Besides feeding, how you handle the other aspects of your absence is largely dependent on how long you plan to be away. If you’re only going to be gone for a day or two your tank will be fine on its own with minimal preventative effort. However, for a vacation lasting a few weeks if not longer a solid plan is needed beforehand. Of course, regardless of the length of time you’ll be away having someone who can watch over your tank is always preferred.

 

No matter how long you plan to be gone getting your aquarium is tip top shape prior to your departure is key. Do a moderately sized water change a day or two before you leaving and make sure all the equipment is functioning properly.
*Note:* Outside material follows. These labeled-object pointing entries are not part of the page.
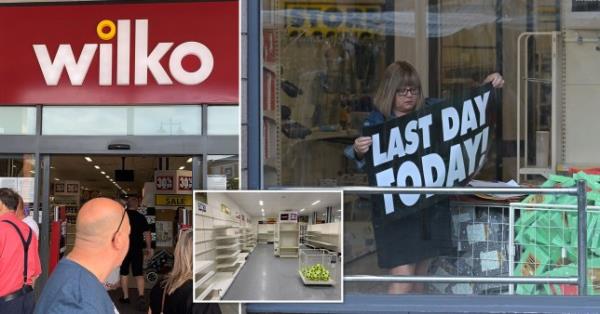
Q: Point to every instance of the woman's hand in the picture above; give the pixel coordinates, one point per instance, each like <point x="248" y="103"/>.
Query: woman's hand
<point x="361" y="145"/>
<point x="496" y="79"/>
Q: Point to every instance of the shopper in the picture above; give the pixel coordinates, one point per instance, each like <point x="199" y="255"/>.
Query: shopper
<point x="101" y="243"/>
<point x="175" y="294"/>
<point x="140" y="233"/>
<point x="26" y="218"/>
<point x="19" y="258"/>
<point x="406" y="246"/>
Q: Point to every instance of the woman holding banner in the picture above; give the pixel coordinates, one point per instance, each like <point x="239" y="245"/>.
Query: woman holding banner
<point x="406" y="245"/>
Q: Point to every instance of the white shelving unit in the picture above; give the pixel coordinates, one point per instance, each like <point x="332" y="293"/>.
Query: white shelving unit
<point x="320" y="240"/>
<point x="204" y="273"/>
<point x="250" y="240"/>
<point x="288" y="239"/>
<point x="228" y="264"/>
<point x="276" y="241"/>
<point x="266" y="233"/>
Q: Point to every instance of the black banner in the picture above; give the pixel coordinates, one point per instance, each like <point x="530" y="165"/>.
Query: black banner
<point x="442" y="145"/>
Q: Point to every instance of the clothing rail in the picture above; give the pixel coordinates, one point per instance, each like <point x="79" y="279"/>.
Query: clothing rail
<point x="579" y="191"/>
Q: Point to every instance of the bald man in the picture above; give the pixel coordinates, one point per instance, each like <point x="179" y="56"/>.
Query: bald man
<point x="101" y="243"/>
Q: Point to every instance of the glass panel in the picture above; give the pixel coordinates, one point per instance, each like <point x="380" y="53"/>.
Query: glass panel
<point x="17" y="172"/>
<point x="223" y="120"/>
<point x="123" y="120"/>
<point x="223" y="172"/>
<point x="323" y="63"/>
<point x="17" y="120"/>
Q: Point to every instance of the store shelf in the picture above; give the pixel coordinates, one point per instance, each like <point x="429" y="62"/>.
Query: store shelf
<point x="198" y="253"/>
<point x="202" y="265"/>
<point x="270" y="114"/>
<point x="217" y="227"/>
<point x="206" y="292"/>
<point x="228" y="265"/>
<point x="228" y="237"/>
<point x="227" y="247"/>
<point x="323" y="243"/>
<point x="227" y="256"/>
<point x="204" y="279"/>
<point x="222" y="282"/>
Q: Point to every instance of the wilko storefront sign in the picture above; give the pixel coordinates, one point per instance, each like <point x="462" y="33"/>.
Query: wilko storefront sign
<point x="145" y="61"/>
<point x="120" y="53"/>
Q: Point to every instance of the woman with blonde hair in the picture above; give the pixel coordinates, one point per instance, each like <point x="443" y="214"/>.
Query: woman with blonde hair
<point x="406" y="246"/>
<point x="175" y="293"/>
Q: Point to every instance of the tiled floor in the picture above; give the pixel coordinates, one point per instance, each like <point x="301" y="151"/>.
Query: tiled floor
<point x="266" y="277"/>
<point x="226" y="308"/>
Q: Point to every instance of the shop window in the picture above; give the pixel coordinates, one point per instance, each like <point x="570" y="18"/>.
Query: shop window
<point x="223" y="120"/>
<point x="122" y="120"/>
<point x="17" y="120"/>
<point x="223" y="172"/>
<point x="322" y="63"/>
<point x="17" y="172"/>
If you have any pumps or filters that you know can give you trouble from time to time this is a good time to clean them as well. Try to get all your maintenance out of the way well before you plan on leaving so you have time to catch any issues it may create. Also, just prior to leaving, make sure the tank is completely topped off. Finally, getting a timer for the lights if you don’t already have one is a great way to keep the tank on a regular schedule even while you’re away.

 

Having Someone Watch Your Tank

For the most part the job of any caretaker for your aquarium is going to be taking care of the normal day to day needs of the tank- namely feedings and anything else that needs to be added on a daily basis. In both cases you best bet is to ration out everything into separate containers, preferably with labels indicating exactly when to add the contents. A pill tray works nicely for this. Just take all the guess work out of it for your stand-in. An automatic feeder could fill in just as easily for this of course, but the added benefit of having someone checking in on your tank is their ability to catch the unexpected. As such, in addition to having them feed your fish you should have them have a look around and make sure everything is still in order- things like counting all the fish and making sure the filter is still running.

 

Of course sometimes things go wrong. If a filter breaks or a fish dies your caretaker is going to need to know what to do. Appointing someone who’s familiar with aquarium care is a good start, but even so they’re unlikely to know every last little thing about how you setup works. If you can, have them come over prior to your departure so you can walk them through your setup and your daily routine. An ideal time is actually when you do your final maintenance before leaving. That way you can show them things such as how the filter is assembled. Putting together a list of possible problems and what to do isn’t a bad idea either. Finally, and obviously, leaving a way for them to contact you in the event things go very VERY bad is a must.

 

Coming Home

When you arrive back home after your journey checking on your aquarium setup, beyond making sure it hasn’t imploded, probably isn’t the first thing on your mind. Still, taking some time to look things over and make sure everything is in good shape should be a priority, particularly if you were away for several days or more. Make sure everything is still running and that all your fish are present and healthy at the least. Testing the water and doing your normal maintenance now is a good idea too, especially if the tank’s been being fed by someone other than you.

 

Your tank’s needs aren’t hard to meet, and finding a way to fulfill them during your absence isn’t either. With a little planning and some preventative maintenance your tank can do just fine without you. So that just leaves the question, can you do fine without your tank?